Do you ever find that you’re too busy for the relationships that really matter to you?

So how do you get what is important done and keep the most important people in your life close?

People tend to engage in a psychological phenomenon called planning fallacy by underestimating the length of time it will take to complete a task. For example, we may think we can make it home in 23 minutes when it usually takes 30 minutes as a result of traffic. Yet, when we try to accomplish a few extra tasks before leaving (squeezing in one more phone call, copy, etc.), we end up inviting ourselves to experience more stress, risk being late, and feeling less energized when we meet up with our loved ones.

Most of us have fallen prey to the planning fallacy. But how do we fight against it?

Step 1: Be curious.

Ask yourself if you think it could take more time to accomplish this activity than you first thought. Be curious about what good comes from planning fallacy.

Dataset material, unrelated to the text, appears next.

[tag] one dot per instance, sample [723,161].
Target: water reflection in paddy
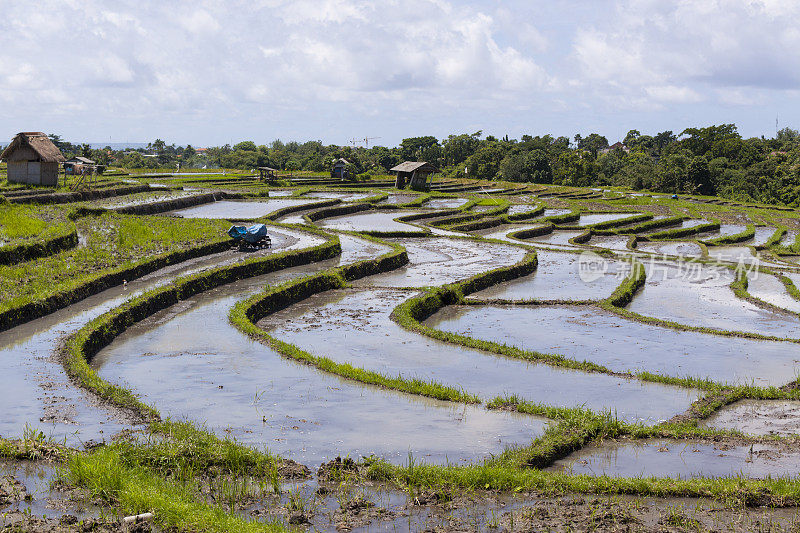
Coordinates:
[589,333]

Consider asking, “What’s the function in the dysfunction?” In the above scenario, rushing can sometimes allow us to get more work done in a short amount of time. So it may be dysfunctional in that it causes stress and hurts our relationships, breaking down trust when we are late. But the functional behavior is accomplishing tasks in a short amount of time. Once we’ve thought through the function and dysfunction, we can make a new plan! Step 2 would be a great option.

Step 2: Allow some buffer time. Don’t schedule every single minute of your life. Allow at least 5 minutes for trains, traffic, and spilled coffee. Although we may be a little less productive, our relationships are much more important than accomplishing one or two extra small tasks. What have you done to fight the tendency to try to fit more in than you should?